Landscapes

The Inner Niger Delta Landscape

The Inner Niger Delta Landscape

The Inner Niger Delta in Mali is West Africa’s largest floodplain, where seasonal floods turn the Sahel into a green oasis. It feeds millions of people with rice, fish, and pasture, while sheltering hippos, manatees, and countless migratory birds. But dams, climate change, and growing pressure on land and water are shrinking this “blue lifeline,” putting both nature and local communities at risk.

The Inner Niger Delta, stretching across central Mali, is the largest floodplain in West Africa and the second largest wetland in Africa. Fed by the Niger and Bani rivers, this vast inland delta covers up to 30,000 km² during peak floods, transforming the Sahel’s arid heart into a green oasis of lakes, flooded forests, grasslands, and savannah. It is recognized as a Ramsar site of international importance, providing refuge for millions of migratory birds, fish, and iconic species such as hippos and manatees.
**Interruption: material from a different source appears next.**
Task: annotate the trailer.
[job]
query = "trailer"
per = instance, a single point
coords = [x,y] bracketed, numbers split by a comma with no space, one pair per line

Nearly two million people directly depend on the flood pulse of the delta. Its productivity is extraordinary: the Inner Niger Delta supplies 15% of Mali’s cereals, 50% of its cattle grazing, and over 80% of its fish production. Agriculture, fishing, and herding form an intricate seasonal economy: rice farmers cultivate flood-recession fields, pastoralists move livestock to graze on nutritious bourgou grass, and fishing communities spread across floodplains to harvest diverse species. When floods are abundant, these systems thrive. When they recede, hunger and hardship follow.

The delta is under mounting pressure. Upstream dams and irrigation schemes have already reduced peak floods by up to 16% in dry years, cutting fish catches and pasture by significant margins. The planned Fomi Dam in Guinea, if constructed, could shrink flood extent by over 2,000 km² in half the years, potentially cutting fish trade by 30% and millet yields by a quarter. These projects provide hydropower and rice upstream but pose existential risks for downstream communities.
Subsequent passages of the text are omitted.